Say‑on‑Pay & Shareholder Feedback
| Proposal (Dec 19, 2024 Annual Meeting) | For | Against | Abstain | Broker Non‑Vote |
|---|---|---|---|---|
| Say‑on‑Pay (advisory) | 45,812 | 26,817 | 4,159 | 375,417 |
Governance Assessment
-
Strengths
- Independent director with directly relevant med‑device commercial expertise; chairs Compensation Committee and serves on Audit and Governance committees, supporting board effectiveness.
- Independent majority board; formal related‑party review policy; no related‑party transactions involving Anderson disclosed.
- 2025 equity plan enhances shareholder protections (no repricing without shareholder approval; explicit clawback).
-
Watch items / RED FLAGS
- Board turnover: In April 2025 the Board was substantially reconstituted (all prior directors except the CEO resigned; five new directors including Anderson were appointed). While refresh can be positive, abrupt turnover can raise continuity and oversight questions.
- Executive change‑in‑control and severance terms (context for Comp Committee oversight): In May 2025, new executive employment agreements provide potential 3× salary+bonus severance, pro‑rated bonus, 36 months health benefits, and excise tax gross‑ups upon qualifying change‑in‑control terminations—a shareholder‑unfriendly feature that could draw investor scrutiny.
- Equity plan dilution mechanics: The 2025 plan includes an automatic annual share reserve increase (up to 10% of outstanding on each Dec 31), which investors may monitor for dilution risk.
-
Compensation structure observations
- Director pay shifted to a higher fixed retainer ($50,000) and a standardized annual option grant (10,000 options); meeting fees are not listed in the 2025 schedule (vs. prior year’s structure). This simplifies pay but increases equity usage; monitoring grant sizes versus burn/dilution is warranted.
-
Attendance/engagement
- Board held 40 meetings in 2024 with >75% attendance among then‑serving directors; Anderson joined in April 2025, so his 2024 attendance does not apply. 2025 attendance not yet disclosed for him.

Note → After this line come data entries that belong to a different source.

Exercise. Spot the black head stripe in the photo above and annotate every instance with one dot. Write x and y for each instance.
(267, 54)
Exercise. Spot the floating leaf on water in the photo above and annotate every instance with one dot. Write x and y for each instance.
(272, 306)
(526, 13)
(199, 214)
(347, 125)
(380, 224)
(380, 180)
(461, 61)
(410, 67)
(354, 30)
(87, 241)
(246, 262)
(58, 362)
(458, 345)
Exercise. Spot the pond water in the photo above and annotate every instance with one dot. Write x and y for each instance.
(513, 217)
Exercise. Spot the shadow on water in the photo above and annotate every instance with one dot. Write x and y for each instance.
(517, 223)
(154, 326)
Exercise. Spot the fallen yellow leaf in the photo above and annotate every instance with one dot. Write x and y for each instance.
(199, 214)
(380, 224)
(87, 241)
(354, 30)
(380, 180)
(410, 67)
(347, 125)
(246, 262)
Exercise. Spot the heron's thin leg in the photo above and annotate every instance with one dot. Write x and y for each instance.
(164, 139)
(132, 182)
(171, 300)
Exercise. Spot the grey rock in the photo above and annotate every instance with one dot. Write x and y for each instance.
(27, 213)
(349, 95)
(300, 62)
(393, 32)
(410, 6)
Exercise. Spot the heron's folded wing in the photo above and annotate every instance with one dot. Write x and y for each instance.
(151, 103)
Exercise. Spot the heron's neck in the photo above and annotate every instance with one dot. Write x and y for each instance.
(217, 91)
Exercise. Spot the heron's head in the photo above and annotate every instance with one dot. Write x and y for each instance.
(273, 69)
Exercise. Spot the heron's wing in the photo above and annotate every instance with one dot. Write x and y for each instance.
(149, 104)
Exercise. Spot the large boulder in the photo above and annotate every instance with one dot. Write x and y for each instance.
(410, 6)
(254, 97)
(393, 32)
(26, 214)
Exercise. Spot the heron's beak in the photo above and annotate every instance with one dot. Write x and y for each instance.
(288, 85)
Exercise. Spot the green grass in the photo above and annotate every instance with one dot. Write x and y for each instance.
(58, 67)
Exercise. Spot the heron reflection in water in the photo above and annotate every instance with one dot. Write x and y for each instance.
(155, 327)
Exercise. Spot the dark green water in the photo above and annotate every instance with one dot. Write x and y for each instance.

Appendix: Committee Roles Snapshot
| Committee | Chair | Members |
|---|---|---|
| Audit | Jay Moyes | Mark Anderson; Robert Mitchell; Chris Lyons |
| Compensation | Mark Anderson | Jay Moyes; Robert Mitchell; Chris Lyons |
| Corporate Governance & Nominating | Robert Mitchell | Jay Moyes; Mark Anderson; Chris Lyons |
Data Sources
- 2025 DEF 14A (published Jul 31, 2025): Board composition, director bios, independence, committees, director compensation schedule, ownership, related‑party policy, equity plan and clawback/repricing provisions.
- 2024 DEF 14A (published Nov 14, 2024): Prior year director pay structure and governance baseline (for context).
- 8‑K (Dec 23, 2024): Shareholder vote results (Say‑on‑Pay).
- 8‑K (May 7, 2025): Executive employment agreements—severance/CIC terms and excise tax gross‑ups (Comp Committee oversight context).